[Python-Dev] A new way to configure logging

Vinay Sajip vinay_sajip at yahoo.co.uk
Wed Oct 7 18:55:48 CEST 2009

Paul Rudin <paul at ...> writes:

> How about the global logging configuration being available as an object
> supporting the usual dictionary interface? So you could, for example, do
> something like: "logging.dictconfig.update(partialconfig)"

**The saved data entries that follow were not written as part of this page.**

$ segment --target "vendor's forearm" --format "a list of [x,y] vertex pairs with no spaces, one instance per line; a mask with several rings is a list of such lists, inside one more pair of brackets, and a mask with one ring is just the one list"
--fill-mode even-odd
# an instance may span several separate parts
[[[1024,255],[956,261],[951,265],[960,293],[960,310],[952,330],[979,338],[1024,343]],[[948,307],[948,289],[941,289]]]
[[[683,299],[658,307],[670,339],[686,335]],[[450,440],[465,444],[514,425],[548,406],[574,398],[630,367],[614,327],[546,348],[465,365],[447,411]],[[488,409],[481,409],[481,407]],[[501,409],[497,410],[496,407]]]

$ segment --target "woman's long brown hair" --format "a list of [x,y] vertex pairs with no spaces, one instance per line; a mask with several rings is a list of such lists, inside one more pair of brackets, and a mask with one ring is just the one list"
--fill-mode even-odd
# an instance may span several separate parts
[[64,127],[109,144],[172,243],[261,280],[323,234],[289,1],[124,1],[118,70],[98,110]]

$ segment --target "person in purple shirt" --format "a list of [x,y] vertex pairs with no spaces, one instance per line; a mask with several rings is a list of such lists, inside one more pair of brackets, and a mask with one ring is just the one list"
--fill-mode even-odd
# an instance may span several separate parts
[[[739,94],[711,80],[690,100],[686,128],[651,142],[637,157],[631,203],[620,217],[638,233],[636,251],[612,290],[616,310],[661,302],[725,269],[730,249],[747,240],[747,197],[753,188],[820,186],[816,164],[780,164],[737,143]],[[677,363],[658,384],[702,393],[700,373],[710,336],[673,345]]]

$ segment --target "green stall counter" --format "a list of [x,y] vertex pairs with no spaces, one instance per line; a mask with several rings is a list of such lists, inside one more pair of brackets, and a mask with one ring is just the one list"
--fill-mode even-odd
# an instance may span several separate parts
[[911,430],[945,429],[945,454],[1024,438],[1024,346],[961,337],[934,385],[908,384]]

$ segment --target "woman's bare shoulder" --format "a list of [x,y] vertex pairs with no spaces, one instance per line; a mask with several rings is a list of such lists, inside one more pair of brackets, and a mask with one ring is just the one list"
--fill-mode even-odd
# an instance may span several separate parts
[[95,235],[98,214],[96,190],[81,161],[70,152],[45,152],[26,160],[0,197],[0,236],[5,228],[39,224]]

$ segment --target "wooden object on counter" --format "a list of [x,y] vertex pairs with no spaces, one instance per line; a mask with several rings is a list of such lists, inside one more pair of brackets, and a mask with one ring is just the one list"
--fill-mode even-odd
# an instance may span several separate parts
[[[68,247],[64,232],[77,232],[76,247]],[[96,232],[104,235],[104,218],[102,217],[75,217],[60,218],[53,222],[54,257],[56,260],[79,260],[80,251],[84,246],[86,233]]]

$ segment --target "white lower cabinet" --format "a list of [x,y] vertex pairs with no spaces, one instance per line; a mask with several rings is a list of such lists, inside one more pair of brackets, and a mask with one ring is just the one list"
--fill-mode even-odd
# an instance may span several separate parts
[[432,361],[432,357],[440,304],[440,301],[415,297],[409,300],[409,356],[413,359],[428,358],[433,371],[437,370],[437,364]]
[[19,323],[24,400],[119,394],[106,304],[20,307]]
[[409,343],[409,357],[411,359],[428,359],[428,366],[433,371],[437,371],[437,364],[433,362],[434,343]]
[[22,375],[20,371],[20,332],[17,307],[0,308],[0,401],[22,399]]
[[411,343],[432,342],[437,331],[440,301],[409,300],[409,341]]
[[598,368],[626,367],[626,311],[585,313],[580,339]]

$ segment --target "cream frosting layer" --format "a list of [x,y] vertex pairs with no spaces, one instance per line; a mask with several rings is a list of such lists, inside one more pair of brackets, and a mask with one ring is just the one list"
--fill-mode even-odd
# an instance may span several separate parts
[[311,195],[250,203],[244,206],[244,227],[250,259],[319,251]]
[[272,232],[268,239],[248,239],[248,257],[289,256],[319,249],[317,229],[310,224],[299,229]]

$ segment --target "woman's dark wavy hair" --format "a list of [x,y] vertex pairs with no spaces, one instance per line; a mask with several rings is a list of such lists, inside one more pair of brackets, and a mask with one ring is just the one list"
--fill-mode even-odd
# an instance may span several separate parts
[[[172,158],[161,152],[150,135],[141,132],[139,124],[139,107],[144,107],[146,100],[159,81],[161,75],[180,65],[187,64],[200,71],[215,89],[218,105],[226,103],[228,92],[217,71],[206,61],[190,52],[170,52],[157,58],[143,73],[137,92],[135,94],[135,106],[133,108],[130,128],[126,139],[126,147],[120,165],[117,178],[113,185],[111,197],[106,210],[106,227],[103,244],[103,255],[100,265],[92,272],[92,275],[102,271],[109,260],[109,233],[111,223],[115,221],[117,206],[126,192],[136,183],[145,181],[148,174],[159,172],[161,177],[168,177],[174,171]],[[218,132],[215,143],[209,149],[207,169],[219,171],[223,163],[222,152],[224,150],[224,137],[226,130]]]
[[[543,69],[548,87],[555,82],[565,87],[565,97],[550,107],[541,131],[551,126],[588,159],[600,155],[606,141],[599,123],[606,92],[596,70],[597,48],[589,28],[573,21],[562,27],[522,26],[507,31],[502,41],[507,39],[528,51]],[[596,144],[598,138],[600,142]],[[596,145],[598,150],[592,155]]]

A "partial configuration" only makes sense under certain limited conditions. For
example, a dict used for configuration will map to a graph of objects - filters,
formatters, handlers and loggers - which by necessity need to be referred to via
a string key in the dict - because you can't easily encode a graph in a dict
which comes from, say, a YAML or JSON file. These keys are temporary and just
used to indicate e.g. which handlers to attach to which loggers for that
particular configuration call:

  "handlers": {
    "h1": {
       configuration for a handler
    "h2": {
       configuration for another handler
    "h3": {
       configuration for yet another handler
  "loggers": {
    "foo": {
      "level": "DEBUG",
      "handlers": ["h1", "h3"],
    "bar.baz": {
      "level": "INFO",
      "handlers": ["h2", "h3"],
    "spam.eggs": {
      "level": "ERROR",
      "handlers": ["h1", "h3"],

Here, the keys "h1", "h2" etc. are just used to encode connections in the graph,
and are useless outside the context of the specific configuration call. If you
pass a partial configuration, to be implemented incrementally, there's no way of
knowing if (in general) it's going to be consistent with the existing
configuration. Nor can you refer to e.g. handlers, formatters or filters you
passed in earlier configuration calls.

Since logger names such as "foo", "bar.baz" in the above example *are*
meaningful across multiple configuration calls, it *would be* possible to make
certain changes in the configuration - such as changing levels of loggers - by
passing in a partial configuration. However, if this "partial" functionality is
provided without restriction, it's hard to ensure that a user doesn't
inadvertently misconfigure logging. And while that is equally true with a
one-shot configuration, it's at least easier to debug. Things can get pretty
murky from a diagnostic point of view if code can make arbitrary changes to the
logging configuration during application execution, so that's not a good
practice to encourage :-)

Also, providing a readable dict-like interface to the internal configuration
will almost certainly lead to backward-compatibility headaches in the future.